I read a recent piece by Kauilapele where he shares his “PITA” (pain in the ass) moments, allowing his teenager or 2 year old self to have the moment then allowing Higher Self to return.
I had to laugh. I love the authenticity of such stories. I value them. There are people who blog of ascension and they don’t share those personal moments of UGH. I wish they would.

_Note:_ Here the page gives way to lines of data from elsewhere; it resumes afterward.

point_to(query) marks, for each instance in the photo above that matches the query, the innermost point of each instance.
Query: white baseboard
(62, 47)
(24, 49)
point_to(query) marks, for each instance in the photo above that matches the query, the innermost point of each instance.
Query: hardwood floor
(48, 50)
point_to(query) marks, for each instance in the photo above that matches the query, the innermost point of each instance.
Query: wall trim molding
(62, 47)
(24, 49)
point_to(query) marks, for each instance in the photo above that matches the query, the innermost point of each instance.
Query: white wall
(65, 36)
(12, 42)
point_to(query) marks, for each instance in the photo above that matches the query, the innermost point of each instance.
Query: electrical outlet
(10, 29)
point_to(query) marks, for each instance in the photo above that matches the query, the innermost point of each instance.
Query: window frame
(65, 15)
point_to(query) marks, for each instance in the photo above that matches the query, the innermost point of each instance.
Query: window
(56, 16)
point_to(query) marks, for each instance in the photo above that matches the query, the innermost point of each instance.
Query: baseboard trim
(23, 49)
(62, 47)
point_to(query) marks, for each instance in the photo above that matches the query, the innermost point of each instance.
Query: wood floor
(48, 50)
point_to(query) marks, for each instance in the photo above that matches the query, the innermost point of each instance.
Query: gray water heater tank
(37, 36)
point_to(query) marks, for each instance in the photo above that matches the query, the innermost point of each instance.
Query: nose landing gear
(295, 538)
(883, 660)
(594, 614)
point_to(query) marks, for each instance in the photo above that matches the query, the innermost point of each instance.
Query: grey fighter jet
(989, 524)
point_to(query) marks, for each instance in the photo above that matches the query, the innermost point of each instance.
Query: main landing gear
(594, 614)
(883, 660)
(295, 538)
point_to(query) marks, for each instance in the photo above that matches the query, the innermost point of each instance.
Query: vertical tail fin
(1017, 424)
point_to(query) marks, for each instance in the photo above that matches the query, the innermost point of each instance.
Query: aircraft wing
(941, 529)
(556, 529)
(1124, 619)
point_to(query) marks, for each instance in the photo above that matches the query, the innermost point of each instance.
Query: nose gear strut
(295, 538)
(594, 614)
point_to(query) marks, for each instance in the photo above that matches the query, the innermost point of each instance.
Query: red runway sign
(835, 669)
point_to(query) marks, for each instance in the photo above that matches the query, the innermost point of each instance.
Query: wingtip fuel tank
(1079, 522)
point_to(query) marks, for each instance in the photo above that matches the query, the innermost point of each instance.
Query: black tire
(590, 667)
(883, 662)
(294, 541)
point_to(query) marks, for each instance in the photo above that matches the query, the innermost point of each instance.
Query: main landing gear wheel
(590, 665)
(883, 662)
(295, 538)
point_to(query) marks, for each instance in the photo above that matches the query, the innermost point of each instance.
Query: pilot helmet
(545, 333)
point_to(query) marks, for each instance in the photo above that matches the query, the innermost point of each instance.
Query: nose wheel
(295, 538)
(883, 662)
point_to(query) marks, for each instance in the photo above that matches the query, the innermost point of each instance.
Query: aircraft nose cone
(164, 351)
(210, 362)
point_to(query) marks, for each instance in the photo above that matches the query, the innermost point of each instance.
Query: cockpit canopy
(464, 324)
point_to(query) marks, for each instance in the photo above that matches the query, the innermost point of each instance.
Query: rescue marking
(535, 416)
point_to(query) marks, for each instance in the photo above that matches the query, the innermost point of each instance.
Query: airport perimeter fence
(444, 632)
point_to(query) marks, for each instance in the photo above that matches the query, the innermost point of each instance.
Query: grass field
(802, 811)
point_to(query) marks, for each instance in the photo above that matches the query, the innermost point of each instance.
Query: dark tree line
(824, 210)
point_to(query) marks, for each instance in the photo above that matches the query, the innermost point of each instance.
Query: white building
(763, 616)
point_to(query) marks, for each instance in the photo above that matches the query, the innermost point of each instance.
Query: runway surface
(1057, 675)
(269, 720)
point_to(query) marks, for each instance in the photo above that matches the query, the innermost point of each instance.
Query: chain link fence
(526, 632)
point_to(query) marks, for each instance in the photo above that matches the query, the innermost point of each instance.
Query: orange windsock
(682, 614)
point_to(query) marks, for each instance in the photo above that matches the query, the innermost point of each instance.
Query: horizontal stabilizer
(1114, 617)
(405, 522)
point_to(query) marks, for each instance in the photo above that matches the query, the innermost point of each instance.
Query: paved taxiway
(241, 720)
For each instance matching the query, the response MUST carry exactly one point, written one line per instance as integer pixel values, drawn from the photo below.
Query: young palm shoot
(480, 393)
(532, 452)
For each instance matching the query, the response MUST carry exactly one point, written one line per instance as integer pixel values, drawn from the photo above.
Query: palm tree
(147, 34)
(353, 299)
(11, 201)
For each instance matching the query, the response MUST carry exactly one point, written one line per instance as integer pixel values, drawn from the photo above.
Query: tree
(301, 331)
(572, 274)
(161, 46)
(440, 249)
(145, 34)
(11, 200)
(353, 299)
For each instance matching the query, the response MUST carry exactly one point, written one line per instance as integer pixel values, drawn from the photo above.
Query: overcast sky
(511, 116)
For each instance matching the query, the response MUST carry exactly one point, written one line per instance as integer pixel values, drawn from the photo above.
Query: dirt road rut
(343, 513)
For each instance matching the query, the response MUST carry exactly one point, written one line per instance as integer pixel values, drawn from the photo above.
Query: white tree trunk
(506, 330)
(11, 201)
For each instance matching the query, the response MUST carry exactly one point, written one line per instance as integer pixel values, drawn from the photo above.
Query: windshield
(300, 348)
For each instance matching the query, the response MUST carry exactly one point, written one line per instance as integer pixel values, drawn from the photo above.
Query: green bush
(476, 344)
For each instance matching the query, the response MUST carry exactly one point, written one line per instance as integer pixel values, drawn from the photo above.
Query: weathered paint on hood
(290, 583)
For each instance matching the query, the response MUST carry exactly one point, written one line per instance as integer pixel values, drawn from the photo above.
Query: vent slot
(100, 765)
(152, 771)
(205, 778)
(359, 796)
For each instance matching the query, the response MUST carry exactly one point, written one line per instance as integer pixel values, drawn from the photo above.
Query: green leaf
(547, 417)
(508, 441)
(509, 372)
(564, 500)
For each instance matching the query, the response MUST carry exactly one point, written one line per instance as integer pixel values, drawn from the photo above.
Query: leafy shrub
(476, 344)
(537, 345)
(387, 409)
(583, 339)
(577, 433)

Ascension – Remembering – any kind of self growth journey is messy at times. There are moments of purity and moments of pure mess. Kinda like my kitchen. Sometimes it is pristine, floors and counters sparkling. Other moments dishes are everywhere and somehow globs of sticky have found their way onto the floor.
Here is my authentic PITA moment of today. I am the type of Being who prefers to ease into my day. I am not one to jump out of bed, dive into activity and nor do I resonate with having company first thing ~ especially the unannounced kind. I laugh as I type this but I really deeply need and value a slow, quiet start to my day. Most days I have that.
Today was not one of them.
Our dear neighbor, who is retired, widowed and always in search of a project, came over wanting us to help him with his doorbell, which was on the fritz. I opted to stay here and get breakfast started while my mate and little one went to help him out. Somehow, don’t ask me how, I don’t know, I didn’t ask and I still don’t know, this turned into us dealing with our own doorbell issue. Next thing I know, lights are being turned on to get a close-up look of our doorbell parts. Amp meters are brought over to test ours out. Door is opening, shutting. Opening, shutting. Talking. Lots of talking. More lights need to be turned on. Then the batteries need to be checked.
Did I say there was a lot of talking going on??
Talk about sensory overload. For me. For the start of my day. I am not exaggerating. It was chaotic and overwhelming. As I’m cooking breakfast, the thought “i don’t care about the damn doorbell” kept going through my mind. Can’t it wait? Like say until 10pm when I really come alive?
I remained quiet. Calm.
After almost 40 minutes, the doorbell situations, his and ours, were resolved. At least the next plan of action for both houses had been decided. Breakfast was ready. Family sat down to eat.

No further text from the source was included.